Alabama General Electric Workers Move to Unionize
In Auburn, Alabama, 179 General Electric workers are seeking to unionize with IUE-CWA, demanding better pay and more flexibility and respect from their employer.
“GE workers in Alabama are sending a powerful message by coming together to form a union for the better pay, benefits and job security they have earned. Across the country at giant corporations like Amazon and Starbucks, CEOs are getting a wake-up call from workers making their voices heard,” IUE-CWA Conference Board Chairman Jerry Carney said in a statement announcing the effort at the GE plant.
Trader Joe’s Shutters Store After Workers Move to Unionize
Workers at Trader Joe’ wine store in Union Square, New York City, say their store was abruptly closed after workers decided to unionize. Dave Jamieson at HuffPost has more:
In the early morning hours of Aug. 11, Trader Joe’s abruptly informed them it was closing the popular wine shop, its only one in New York City.
Robert “Rab” Bradlea, a worker at the store and member of the committee, was blindsided when he woke up to texts about the closure last Thursday. Like three other workers from the store interviewed by HuffPost, Bradlea said he sees only one logical reason for it.
“They’re hoping this dissuades other workers from doing the same thing we’ve done,” the five-year Trader Joe’s veteran said.
Nurses Union Criticizes SEIU-Hospital Deal to Delay Seismic Protections
Finally, the California Nurses Association (CNA) blasted a proposed deal by the California Hospital Association and SEIU-UHW to delay implementation of earthquake safety measures at hospitals i for another seven years in exchange for wage increase.

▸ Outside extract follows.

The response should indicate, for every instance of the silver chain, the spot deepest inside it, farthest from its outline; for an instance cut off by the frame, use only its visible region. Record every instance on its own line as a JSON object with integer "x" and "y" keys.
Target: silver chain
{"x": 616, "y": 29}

“It is unconscionable that any union would demand handouts from our elected leaders to support a gift to the hospital industry instead of prioritizing the lives, protection, and safety of patients, hospital workers, and our communities,” said CNA President Sandy Reding, RN in a statement. “We call on California officials to reject this appalling proposed backroom deal that could endanger countless lives and access to essential care for many others across our state from the next major earthquake that is sure to come.”